The former Covington finance director pleaded guilty in 2014 to stealing nearly $800,000 from City Hall over the course of a dozen years.
Kenton County Commonwealth's Attorney Rob Sanders explained that Due was not paroled, but was placed on mandatory release supervision, which is what the state does when an inmate is within six months of serving out a sentence.
Sanders had recommended a 15-year sentence. State law would allow Due to serve as little as 20 percent of his sentence.
"This is yet another dismal example of how ridiculously little prison time felons actually serve in Kentucky," Sanders told The River City News. "I’m sure a lot of Covington employees and taxpayers will be disappointed and I share their sentiments.

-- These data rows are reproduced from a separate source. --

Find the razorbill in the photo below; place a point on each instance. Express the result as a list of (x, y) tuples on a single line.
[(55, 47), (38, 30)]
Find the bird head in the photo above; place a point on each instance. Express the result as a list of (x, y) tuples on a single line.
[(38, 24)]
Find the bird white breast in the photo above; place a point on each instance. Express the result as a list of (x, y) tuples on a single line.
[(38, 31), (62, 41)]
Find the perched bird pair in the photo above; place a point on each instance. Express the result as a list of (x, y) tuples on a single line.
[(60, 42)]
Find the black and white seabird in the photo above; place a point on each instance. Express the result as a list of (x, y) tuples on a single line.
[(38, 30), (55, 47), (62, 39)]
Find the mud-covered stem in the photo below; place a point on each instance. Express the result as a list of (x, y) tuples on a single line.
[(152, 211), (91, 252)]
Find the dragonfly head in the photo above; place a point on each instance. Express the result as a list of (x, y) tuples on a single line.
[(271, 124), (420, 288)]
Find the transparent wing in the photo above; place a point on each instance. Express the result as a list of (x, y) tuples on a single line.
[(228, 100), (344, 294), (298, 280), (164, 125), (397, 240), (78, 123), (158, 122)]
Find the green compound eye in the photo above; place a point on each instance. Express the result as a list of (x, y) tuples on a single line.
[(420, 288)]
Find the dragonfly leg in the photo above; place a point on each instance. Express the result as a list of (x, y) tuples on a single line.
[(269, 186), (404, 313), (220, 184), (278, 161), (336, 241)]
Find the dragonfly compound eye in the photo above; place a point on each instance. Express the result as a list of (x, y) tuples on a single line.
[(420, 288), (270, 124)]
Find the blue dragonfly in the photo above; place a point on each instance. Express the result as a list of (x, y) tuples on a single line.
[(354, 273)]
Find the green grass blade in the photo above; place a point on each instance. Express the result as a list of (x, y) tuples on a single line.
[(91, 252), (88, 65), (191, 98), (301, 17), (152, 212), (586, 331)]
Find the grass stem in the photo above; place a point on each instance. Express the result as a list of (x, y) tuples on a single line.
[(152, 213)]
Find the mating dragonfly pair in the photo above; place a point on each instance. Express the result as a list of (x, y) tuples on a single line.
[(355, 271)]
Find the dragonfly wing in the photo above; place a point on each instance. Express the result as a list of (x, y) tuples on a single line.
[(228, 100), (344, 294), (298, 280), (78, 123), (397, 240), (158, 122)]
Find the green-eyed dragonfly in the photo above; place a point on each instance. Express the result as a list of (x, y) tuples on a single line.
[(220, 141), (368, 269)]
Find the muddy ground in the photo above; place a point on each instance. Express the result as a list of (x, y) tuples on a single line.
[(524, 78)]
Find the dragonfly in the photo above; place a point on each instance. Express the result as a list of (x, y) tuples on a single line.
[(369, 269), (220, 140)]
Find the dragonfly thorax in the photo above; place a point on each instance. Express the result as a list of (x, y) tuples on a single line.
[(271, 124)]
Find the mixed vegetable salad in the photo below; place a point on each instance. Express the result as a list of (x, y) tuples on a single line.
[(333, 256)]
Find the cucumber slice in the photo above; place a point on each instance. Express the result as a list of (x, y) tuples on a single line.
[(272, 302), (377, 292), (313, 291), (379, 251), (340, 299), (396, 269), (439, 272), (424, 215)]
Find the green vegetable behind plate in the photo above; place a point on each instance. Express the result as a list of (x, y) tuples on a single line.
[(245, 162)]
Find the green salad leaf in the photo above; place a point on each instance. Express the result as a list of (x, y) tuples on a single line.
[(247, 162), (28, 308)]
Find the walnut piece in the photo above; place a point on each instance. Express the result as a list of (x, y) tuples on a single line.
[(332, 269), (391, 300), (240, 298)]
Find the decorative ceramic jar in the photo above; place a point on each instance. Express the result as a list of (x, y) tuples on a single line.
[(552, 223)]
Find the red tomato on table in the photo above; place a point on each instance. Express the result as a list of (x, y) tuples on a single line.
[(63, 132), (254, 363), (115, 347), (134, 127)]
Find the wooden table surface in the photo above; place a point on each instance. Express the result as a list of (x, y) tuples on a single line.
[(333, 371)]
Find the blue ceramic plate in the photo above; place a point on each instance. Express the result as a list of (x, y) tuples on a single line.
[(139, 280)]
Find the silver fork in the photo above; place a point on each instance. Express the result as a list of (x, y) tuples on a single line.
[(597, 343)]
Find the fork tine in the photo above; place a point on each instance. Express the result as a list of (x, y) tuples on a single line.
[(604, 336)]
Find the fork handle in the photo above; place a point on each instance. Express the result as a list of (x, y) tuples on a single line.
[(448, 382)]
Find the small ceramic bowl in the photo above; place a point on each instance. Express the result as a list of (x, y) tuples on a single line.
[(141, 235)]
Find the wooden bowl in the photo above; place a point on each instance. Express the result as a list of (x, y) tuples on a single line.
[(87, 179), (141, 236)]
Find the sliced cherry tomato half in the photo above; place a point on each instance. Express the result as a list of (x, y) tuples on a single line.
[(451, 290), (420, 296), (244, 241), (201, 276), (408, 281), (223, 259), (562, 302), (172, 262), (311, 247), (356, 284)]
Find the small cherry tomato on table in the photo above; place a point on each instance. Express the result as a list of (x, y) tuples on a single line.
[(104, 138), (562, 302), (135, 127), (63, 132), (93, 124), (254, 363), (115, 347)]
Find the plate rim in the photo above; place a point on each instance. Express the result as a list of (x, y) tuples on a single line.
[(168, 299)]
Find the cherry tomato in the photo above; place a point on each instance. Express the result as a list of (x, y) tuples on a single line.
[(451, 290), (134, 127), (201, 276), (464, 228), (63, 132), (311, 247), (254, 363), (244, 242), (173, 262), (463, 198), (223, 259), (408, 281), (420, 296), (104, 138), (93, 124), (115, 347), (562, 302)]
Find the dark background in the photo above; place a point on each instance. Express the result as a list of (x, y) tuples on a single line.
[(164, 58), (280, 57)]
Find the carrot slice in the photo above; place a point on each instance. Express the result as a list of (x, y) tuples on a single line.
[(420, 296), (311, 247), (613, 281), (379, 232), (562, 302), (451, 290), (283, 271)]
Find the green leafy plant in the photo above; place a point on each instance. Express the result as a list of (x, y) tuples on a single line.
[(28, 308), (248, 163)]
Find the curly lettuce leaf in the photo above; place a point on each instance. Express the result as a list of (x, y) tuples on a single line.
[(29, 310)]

Hopefully Mr. Due will use his early release to find a job and start paying back the remainder of the restitution he still owes the city."
Due served nearly fifteen years at Covington City Hall, starting in 1999. He began his self-enriching scheme three years later.
After Due's arrest, then-Kentucky Auditor of Public Accounts Adam Edelen investigated the depth of the deception.
Due would sneak into the city building after hours and, after creating two fake vendor names, would write a check to one of those vendors, enter payment information, print the check, delete the check's history from the printer to avoid detection, change the name in the system back to the original vendor's name, and then deposit the money into a personal account.
Due was only caught when he got sloppy, RCN reported at the time.
In August of 2013, a fraudulent check was left on the printer and discovered by another employee in the finance department who did not recognize the name on it. The check was reported to Due, who was the department head, and who called it no big deal, a mis-print.
The name on that check was Due's wife's, who used her maiden name, and was unaware of the criminal activity.
When a second fraudulent check was discovered by the same employee, the same name appeared by a different vendor number was used. The check was brought to then-City Manager Larry Klein and city solicitor Frank Warnock and suspicion fell on Due.
The trusted finance director who had served multiple mayors and city managers had acted in this manner sixty-eight times for a total of $793,000 stolen from Covington City Hall.
In the months leading up to his guilty plea, Due attempted suicide twice.
Kept under supervision until his ultimate guilty plea and prison sentence of ten years, Due ultimately served less than four years for his crimes.